Between 1973 and 1979 the remainder of the exterior wall enclosing the property was constructed, totaling 1,441 feet and approximately 30,000 bricks. Within this perimeter, a second U-shaped wall further articulated the courtyard. Together, these walls establish a sequence of outdoor rooms and reshape the relationship between street and interior space. Openings are carefully proportioned, and the thickness of the walls creates deep recesses and strong shadow lines.

Donald Judd, untitled, 1976-1985, adobe bricks and cement, La Mansana de Chinati/The Block, Judd Foundation, Marfa, Texas.
Winter garden at The Block/La Mansana de Chinati, 1982. © Lauretta Vinciarelli.
Interior view of the south room of Donald Judd’s, La Mansana de Chinati West Building (artwork © Judd Foundation / Artist Rights Society (ARS), New York).
© 2024 Judd Foundation / JASPER, Tokyo E5493

The Block accommodates residence, studio space, a library, and open courtyard areas. Domestic life and artistic production are not separated but integrated within a continuous spatial framework. Adobe functions simultaneously as structure, boundary, and climatic mediator in the desert environment. The geometry remains restrained—rectilinear volumes, planar walls, orthogonal alignments—yet the earthen material introduces weight and physical presence distinct from Judd’s earlier industrial works.

Interior, Print Studio, La Mansana de Chinati/The Block, Judd Foundation, Marfa, Texas, c. mid-1980s. © Adam Bartos.
Interior, Second library, La Mansana de Chinati/The Block, Judd Foundation, Marfa, Texas, 2012. © Flavin Judd.

Another important project is the adaptation of what is now called the Chamberlain Building in central Marfa. Here Judd transformed former warehouse structures to house the permanent installation of works by John Chamberlain. Although the existing buildings were not constructed entirely of adobe, Judd introduced adobe elements to clarify enclosure and spatial hierarchy, including the construction of a new west-end wall. Roofs were rebuilt, skylights installed, and openings adjusted to refine the quality and distribution of light.

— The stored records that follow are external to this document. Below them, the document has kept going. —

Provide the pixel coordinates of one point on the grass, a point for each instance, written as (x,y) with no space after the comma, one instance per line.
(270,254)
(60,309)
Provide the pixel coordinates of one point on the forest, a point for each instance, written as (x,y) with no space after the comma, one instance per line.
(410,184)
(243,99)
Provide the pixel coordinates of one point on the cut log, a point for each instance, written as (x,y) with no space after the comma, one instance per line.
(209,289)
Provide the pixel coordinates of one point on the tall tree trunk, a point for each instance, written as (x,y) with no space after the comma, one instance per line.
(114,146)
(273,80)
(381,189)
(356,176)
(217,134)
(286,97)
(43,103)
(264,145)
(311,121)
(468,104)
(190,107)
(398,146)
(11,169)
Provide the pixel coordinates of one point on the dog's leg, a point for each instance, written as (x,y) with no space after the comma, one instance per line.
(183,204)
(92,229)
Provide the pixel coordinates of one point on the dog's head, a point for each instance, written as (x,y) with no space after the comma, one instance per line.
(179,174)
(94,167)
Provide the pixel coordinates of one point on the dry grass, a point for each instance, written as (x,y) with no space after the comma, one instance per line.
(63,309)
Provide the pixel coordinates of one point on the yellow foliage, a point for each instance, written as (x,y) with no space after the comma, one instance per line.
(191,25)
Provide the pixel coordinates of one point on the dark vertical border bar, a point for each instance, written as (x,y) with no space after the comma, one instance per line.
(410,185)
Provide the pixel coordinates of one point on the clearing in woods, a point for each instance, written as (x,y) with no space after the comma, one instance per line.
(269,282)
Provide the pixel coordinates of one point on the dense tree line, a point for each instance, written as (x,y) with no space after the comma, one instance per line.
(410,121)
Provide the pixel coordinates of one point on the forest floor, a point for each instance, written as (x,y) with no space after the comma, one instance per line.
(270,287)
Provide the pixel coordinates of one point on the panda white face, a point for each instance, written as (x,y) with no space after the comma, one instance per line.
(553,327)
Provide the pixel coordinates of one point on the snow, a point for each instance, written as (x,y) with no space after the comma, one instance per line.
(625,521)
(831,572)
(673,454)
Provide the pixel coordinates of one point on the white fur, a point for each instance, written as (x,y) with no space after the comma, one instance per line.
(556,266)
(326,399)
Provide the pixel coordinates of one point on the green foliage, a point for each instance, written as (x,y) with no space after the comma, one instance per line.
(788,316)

John Chamberlain Building, 2022. © Alex Marks
John Chamberlain Building restoration, 2022. © Alex Marks.
Courtyard of the John Chamberlain building with adobe wall. © Alex Marks.

Across his projects in Marfa, adobe was used as a structural and spatial material rather than as decorative reference. It serves as a means of achieving permanence and spatial definition. Its thickness reinforces enclosure; its method of construction shows labor and process; its mass anchors the buildings to the desert landscape. These interventions create measured and continuous spatial fields in which art, habitation, and landscape coexist.